ZeroAccess From Rootkit to Nasty Infection

Author	All Replies
Triple Helix Go Blue Jays Go Premium join:2007-07-26 Oshawa, ON kudos:7 Reviews: ·Rogers Hi-Speed	ZeroAccess From Rootkit to Nasty Infection One year ago we’ve blogged about ZeroAccess striking back at antivirus products by means of malicious payload injection causing the antivirus products to terminate. ZeroAccess is known for causing browser redirects causing additional malware infections. ZeroAccess (also known as Sirefef, Maxplus or Smiscer) changed its way of working a few times and recently it evolved from a rootkit into a user mode virus. This makes sense because it used to use different strategies on 32-bit and 64-bit computers. On 32-bit Windows ZeroAccess infected a random kernel driver and on 64-bit it used an altered Session Manager\SubSystems registry key to survive reboots. Merging both 32 and 64-bit versions the authors now have a common code base for both architectures which is easier to maintain and improve. Services.exe infection Since a few weeks we receive reports of slightly changed versions of services.exe. This Microsoft component is the Services Control Manager and is responsible for running, ending, and interacting with system services. Upon closer inspection, the minor changes to services.exe are not malicious at all. But they do uncover a new and novel way of hiding malicious payload making ZeroAccess invisible to most antivirus products. Full Story: »hitmanpro.wordpress.com/2012/06/···fection/ -- Triple Helix - Microsoft® MVP Consumer Security 2012 VIP Member Of ASAP - (Alliance of Security Analysis Professionals™) Official Webroot SecureAnywhere (Prevx) Support Forum Helper! (H59 Clan)
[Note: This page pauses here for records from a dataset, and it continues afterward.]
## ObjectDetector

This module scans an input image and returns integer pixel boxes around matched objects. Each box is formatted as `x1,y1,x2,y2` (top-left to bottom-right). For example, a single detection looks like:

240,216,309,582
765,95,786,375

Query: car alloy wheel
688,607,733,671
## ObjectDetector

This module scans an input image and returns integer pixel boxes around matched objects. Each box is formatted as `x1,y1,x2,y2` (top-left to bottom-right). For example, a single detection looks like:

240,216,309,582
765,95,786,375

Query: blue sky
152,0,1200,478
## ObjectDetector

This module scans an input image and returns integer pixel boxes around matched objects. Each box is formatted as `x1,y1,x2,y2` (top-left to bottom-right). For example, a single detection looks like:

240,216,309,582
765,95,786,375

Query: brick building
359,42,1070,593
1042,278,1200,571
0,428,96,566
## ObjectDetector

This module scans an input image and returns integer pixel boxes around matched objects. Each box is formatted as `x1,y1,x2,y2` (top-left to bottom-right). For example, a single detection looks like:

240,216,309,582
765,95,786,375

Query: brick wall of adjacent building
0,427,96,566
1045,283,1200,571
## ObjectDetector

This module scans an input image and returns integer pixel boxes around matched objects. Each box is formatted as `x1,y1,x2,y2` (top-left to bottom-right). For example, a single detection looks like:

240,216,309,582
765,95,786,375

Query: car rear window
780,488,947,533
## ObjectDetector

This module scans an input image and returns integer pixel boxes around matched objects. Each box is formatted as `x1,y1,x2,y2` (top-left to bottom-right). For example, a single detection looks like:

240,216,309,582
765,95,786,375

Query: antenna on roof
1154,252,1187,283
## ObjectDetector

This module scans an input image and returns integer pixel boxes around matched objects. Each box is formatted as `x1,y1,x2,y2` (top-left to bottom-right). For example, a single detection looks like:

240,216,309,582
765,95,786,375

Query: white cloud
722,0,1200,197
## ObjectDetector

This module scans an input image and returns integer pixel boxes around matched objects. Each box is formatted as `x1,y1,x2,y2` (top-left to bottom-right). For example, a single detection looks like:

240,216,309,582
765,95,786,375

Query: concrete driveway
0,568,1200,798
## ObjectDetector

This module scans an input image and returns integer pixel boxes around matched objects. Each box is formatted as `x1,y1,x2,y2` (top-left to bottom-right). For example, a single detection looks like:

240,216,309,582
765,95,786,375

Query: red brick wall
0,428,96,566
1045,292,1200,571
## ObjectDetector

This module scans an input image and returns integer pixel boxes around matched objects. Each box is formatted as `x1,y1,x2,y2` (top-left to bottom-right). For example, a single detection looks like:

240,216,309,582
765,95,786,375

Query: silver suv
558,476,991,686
	to forum · permalink · 2012-06-25 21:40:18 ·
Jrb2 Premium join:2001-08-31 kudos:3	»[App Update] HitmanPro 3.6 Build 160 Released === The ESET Blog ZeroAccess: code injection chronicles has also an interesting analysis. (not so long ago some NOD32 users had problems with the ZeroAccess/Sirefef services.exe variant infection; hopefully that's now history)
	to forum · permalink · 2012-06-26 21:39:09 ·
redwolfe_98 Premium join:2001-06-11 kudos:1	reply to Triple Helix i see a lot of people, over in the avira forum, whose computers are getting infected with this malware.. i am glad to see that the avira program is at least flagging the malware.. i am wondering if hitmanpro's cleanup-routine restores a clean copy of "services.exe"..
	to forum · permalink · 2012-06-26 23:57:49 ·
Jrb2 Premium join:2001-08-31 kudos:3	said by redwolfe_98: i am wondering if hitmanpro's cleanup-routine restores a clean copy of "services.exe".. My guess would be "yes". I guess that that is one of the strong points of HitmanPro. But I don't have first-hand proof for it. You can have a look at the screenshots posted by Erik at Wilders: »www.wilderssecurity.com/showpost···unt=4451 In a similar case (of course not exactly the same), the infection caused by the Dutch news site NU.nl a few months ago, HitmanPro was said to be able to do a similar trick.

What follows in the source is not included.